I’m not saying all accidents are due to hack work (although human error - which is different - does play a large roll). My comment concerning Wal-Mart build specs is simply an assumption based on how the company seems to conduct business; which is not to say that the panel wasn't code complaint. Ever see the documentary _The High Cost of Low Price_? But anyway, back to the Santos case (last 2 articles posted). 

The question of making money by “renting out” one’s license has been brought up on this forum on *several* different occasions, and pulling the permit then allowing unsupervised, unlicensed people to do the work isn’t right no matter how you look at it.


> Kekoka’s electrical subcontractor, T&M Electric of Arkansas, hired an electrician _solely_ to pull permits in Walpole, according to state inspection hearing records. State investigators found that Warren MacDonald, a Connecticut electrician licensed in Massachusetts, was never seen at the worksite, even though MacDonald was legally responsible for overseeing all electrical work. MacDonald’s license was revoked by state regulators who concluded he had engaged in “dishonesty, fraud, or deceit.’’


Furthermore, the lawyer representing the deceased’s family asserts that Walmart bears responsibility based on the retailer’s close relationship with its contractors. Texas-based Kekoka Construction (the general contractor) was formed more than a decade ago solely to work on Walmart remodeling jobs, according to sworn depositions by Kekoka’s president…


----------



## pete87

Electricians should do all Electrical Demolition . When the Demo Crew comes to Walls marked for Demolition , they should be safe to do so and cleared of all electrical hazards . 

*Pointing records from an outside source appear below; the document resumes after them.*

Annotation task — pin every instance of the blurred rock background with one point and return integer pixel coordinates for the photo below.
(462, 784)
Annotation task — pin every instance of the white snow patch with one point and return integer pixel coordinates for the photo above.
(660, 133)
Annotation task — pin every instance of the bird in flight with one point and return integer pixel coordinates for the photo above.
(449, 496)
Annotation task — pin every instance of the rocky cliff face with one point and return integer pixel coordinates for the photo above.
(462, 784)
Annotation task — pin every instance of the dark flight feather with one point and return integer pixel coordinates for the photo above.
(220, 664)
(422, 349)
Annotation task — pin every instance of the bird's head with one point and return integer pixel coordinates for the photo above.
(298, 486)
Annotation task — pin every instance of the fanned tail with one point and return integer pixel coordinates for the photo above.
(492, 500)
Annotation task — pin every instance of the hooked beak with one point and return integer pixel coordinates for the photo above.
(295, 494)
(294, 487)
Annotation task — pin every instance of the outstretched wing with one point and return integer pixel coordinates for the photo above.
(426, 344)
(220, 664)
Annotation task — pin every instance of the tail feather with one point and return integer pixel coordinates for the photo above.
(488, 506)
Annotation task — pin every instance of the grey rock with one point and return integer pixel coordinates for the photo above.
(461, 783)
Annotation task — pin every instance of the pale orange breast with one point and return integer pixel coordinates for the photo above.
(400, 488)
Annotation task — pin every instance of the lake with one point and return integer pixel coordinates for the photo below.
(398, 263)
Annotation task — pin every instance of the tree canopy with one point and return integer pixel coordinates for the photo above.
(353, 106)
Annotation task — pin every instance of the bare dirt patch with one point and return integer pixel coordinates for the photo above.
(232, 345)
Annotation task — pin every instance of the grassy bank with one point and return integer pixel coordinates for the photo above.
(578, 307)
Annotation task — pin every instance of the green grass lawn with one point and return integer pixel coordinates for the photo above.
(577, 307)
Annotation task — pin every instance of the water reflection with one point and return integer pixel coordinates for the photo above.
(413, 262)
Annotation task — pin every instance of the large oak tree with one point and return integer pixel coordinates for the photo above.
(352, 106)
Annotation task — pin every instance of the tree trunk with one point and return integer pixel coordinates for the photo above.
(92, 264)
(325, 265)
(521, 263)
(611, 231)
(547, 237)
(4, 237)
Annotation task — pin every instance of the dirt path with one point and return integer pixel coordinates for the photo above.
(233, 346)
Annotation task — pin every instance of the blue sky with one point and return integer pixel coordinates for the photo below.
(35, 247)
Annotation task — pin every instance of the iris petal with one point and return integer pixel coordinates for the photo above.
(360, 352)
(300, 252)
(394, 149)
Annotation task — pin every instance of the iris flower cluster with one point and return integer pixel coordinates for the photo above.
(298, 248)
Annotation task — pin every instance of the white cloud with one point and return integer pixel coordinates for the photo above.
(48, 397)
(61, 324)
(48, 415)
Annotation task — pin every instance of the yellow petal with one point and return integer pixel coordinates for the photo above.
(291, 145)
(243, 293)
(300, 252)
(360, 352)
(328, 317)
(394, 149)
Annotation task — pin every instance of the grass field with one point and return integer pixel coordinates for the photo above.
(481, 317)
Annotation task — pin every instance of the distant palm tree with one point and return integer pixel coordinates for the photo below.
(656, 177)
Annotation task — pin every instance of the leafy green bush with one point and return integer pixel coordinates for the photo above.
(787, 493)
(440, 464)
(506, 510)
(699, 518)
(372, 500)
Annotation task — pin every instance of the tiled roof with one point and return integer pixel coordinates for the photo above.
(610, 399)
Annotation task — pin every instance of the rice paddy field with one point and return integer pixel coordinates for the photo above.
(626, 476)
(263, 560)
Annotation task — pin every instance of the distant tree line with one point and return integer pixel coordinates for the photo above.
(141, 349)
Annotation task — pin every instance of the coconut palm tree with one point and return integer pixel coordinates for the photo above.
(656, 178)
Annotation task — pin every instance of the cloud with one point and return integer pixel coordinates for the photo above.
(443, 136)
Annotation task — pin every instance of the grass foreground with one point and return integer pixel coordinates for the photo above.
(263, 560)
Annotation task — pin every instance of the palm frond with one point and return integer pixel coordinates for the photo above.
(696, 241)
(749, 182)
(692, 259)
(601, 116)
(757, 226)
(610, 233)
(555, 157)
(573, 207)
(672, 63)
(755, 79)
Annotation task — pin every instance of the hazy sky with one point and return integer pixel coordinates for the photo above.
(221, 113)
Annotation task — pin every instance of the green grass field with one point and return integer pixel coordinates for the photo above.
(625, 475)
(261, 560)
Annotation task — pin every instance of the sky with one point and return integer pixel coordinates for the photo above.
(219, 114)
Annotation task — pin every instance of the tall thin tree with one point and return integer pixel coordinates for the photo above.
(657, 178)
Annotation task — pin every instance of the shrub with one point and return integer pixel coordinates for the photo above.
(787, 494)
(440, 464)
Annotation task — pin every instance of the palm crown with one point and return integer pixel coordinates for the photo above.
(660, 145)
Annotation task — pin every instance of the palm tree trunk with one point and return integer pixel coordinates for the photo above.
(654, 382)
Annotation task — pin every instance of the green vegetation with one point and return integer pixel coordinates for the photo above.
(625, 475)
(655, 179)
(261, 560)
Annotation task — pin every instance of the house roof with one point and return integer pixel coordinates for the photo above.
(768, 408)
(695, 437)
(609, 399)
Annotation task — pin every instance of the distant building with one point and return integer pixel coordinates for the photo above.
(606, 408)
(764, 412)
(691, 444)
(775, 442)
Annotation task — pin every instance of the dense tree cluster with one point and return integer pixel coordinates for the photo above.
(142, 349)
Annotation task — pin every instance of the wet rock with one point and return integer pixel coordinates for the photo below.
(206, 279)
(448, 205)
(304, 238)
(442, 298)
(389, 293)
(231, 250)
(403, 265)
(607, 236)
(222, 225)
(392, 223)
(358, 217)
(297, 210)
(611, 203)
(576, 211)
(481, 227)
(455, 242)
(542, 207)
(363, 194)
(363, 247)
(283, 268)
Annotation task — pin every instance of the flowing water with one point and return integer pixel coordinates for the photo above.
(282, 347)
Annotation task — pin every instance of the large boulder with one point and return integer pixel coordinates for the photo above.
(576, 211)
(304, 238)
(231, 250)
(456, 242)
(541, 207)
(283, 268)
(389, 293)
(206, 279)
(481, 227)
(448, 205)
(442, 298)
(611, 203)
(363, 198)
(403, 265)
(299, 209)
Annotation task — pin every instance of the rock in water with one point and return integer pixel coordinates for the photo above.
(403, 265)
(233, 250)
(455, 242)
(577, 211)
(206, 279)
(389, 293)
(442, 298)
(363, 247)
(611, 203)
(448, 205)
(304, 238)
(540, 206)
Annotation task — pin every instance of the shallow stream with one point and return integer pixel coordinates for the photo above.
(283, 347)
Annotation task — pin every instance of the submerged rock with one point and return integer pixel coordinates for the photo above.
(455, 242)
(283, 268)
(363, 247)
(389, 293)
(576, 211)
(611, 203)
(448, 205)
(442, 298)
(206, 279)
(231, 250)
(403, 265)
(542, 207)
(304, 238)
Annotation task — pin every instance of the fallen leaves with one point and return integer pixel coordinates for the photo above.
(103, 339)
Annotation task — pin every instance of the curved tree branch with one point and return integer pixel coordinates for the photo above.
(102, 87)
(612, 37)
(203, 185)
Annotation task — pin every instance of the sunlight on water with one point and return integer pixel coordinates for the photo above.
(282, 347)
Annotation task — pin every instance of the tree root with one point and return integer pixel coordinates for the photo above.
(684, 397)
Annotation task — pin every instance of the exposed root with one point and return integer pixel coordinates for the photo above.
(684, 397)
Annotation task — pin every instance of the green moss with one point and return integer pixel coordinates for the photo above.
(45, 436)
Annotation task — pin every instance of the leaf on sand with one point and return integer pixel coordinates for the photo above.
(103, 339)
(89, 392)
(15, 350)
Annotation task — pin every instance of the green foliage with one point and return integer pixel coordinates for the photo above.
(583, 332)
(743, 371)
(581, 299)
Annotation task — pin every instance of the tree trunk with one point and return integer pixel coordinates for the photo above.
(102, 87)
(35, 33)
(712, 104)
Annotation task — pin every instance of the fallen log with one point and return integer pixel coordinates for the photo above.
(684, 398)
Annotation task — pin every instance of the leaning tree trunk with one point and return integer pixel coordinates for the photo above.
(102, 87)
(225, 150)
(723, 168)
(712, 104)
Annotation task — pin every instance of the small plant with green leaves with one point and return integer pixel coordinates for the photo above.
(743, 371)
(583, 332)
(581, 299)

Poor guy never had a chance , he was hit by 277V lighting circuit , could have been 480V in that pipe he cut .





Pete


----------



## Shock-Therapy

His coworker bared and yarded them out with his sawzall obviously only severing the feed to the lights. Then in the fumbling darkness possibly climbing out of the lift got lit up. And why? Time saved by not setting up temp lighting and the more efficient work that can be done under better lighting?


----------



## chicken steve

Michigan Master said:


> I’m not saying all accidents are due to hack work (although human error - which is different - does play a large roll). My comment concerning Wal-Mart build specs is simply an assumption based on how the company seems to conduct business; which is not to say that the panel wasn't code complaint. Ever see the documentary _The High Cost of Low Price_? But anyway, back to the Santos case (last 2 articles posted).
> 
> The question of making money by “renting out” one’s license has been brought up on this forum on *several* different occasions, and pulling the permit then allowing unsupervised, unlicensed people to do the work isn’t right no matter how you look at it.
> 
> Furthermore, the lawyer representing the deceased’s family asserts that Walmart bears responsibility based on the retailer’s close relationship with its contractors. Texas-based Kekoka Construction (the general contractor) was formed more than a decade ago solely to work on Walmart remodeling jobs, according to sworn depositions by Kekoka’s president…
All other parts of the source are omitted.